PERGUNTA: GLÓRIA MARIA 

"Tenho uma filha de 22 anos. Já fiz de tudo pra que ela tenha um futuro, e nada parece surtir efeito. Já abandonou duas faculdades e só quer saber de 'rock'. Não tenho mais vida e não posso dividir este peso com ninguém mais, já que não tenho contato com o pai dela. Hoje tenho 38 anos, e parece que minha vida acabou. Como faço para conseguir fazer minha filha ter um rumo na vida?".

Antes de uma resposta, cara leitora, você merece meus parabéns! Assumir a integral responsabilidade de uma recém-nascida aos 16 anos, nos anos noventa, é um feito hercúleo quando levamos em consideração que o pai foi mero acessório reprodutivo. Mas seu feito nos serve de ocasião. Já pensou o que a levou a assumir tamanha responsabilidade? Sei que diversas vezes não pôde pensar durante essa caminhada na qual teve que crescer à força.

Mas se pensar comigo agora em tudo o que aconteceu, não poderá acreditar, nesse contexto, que a responsabilidade de assumir a criança surgiu do nada, ou que o senso de responsabilidade já existia antes do fato. Se ele existisse antes com a força que te levou a criar sua filha sozinha, sua filha não estaria aqui.

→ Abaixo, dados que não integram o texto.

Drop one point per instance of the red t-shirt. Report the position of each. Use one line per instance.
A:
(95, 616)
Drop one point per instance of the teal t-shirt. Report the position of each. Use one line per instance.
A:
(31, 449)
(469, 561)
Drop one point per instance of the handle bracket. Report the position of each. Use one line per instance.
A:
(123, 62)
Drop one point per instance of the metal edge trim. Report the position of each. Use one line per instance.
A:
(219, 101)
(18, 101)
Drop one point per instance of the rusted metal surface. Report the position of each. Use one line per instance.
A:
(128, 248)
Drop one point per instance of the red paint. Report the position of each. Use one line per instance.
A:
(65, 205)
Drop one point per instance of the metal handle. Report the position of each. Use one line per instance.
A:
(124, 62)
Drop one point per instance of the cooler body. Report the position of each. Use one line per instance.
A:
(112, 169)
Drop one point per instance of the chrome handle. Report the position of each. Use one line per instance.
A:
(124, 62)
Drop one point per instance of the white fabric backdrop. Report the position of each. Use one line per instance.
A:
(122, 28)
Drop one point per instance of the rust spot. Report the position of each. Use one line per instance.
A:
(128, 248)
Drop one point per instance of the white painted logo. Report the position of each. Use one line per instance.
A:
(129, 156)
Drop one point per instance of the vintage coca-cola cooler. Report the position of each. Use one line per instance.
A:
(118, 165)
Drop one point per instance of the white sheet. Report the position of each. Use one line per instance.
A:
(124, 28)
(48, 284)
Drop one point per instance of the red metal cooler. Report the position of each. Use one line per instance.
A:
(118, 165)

A gravidez não foi algo planejado dentro de uma estrutura familiar, você era uma adolescente e, na maioria dos casos, uma gestação assim é interrompida. Também podemos aventar a possibilidade dos seus pais assumirem a responsabilidade no seu lugar, o que é o mais comum em casos assim. Mas nenhuma das duas coisas aconteceu, e com toda certeza isso se deve ao fato de que você não teve opções diante daquela situação. Seus pais te fizeram assumir a criança e você respondeu a isso com responsabilidade, porque, provavelmente por valores familiares nos quais fora criada, não se resolve uma irresponsabilidade com outra. Então teve que lutar, abrir mão de várias coisas, teve que crescer e enfrentou diversas dificuldades para chegar até aqui.

Mas chegou! E amou essa criança, encontrou felicidade na maternidade e, por tabela, conseguiu outras coisas que provavelmente amigas suas não conseguiram, porque “crescer” bateu mais tarde na porta delas. Cara leitora, não é sua filha que precisa de um rumo na vida. Se ela for exposta às necessidades vigentes, cedo ou tarde, vai ter um rumo – mesmo que não seja o que deseja para ela. Quem verdadeiramente está precisando de uma rumo nessa história é você. Por mais que seja desesperador para uma mãe dedicada ver a filha fazendo escolhas erradas, entenda que há certas situações na vida em que nosso poder se restringe a somente a nossa existência.

É o seu poder que você negligencia, acreditando que essa adolescente irresponsável é aquele bebe que só podia contar com você e para quem decidia todas as coisas. Você acredita na fantasia materna de que a falta de rumo dela é impotência, quando na verdade é mimo pós-moderno. Se ela só quer saber de “rock”, ela sabe o que quer, mesmo que isso te frustre. Aliás, curiosamente, ela não se frustra nunca?, inclusive por abandonar faculdade e seguir no “rock”.

Se quer mesmo ajudar sua filha, ajude a si mesma, pois uma jovem, aos 38 anos, não deveria acreditar que sua vida acabou. Principalmente tendo chegado até aqui diante de todos os problemas que teve. Você está fazendo um caminho reverso da maioria do nosso tempo. Está fazendo a responsabilidade pessoal diante da história de uma filha na adolescência se transformar em uma grande ato de irresponsabilidade para consigo própria, uma prisão traumática descolada no tempo. Cara leitora, o único futuro que realmente pode controlar é o seu, e, fazendo isso, acredite, vai dar chance para que sua filha se responsabilize pelo futuro dela também.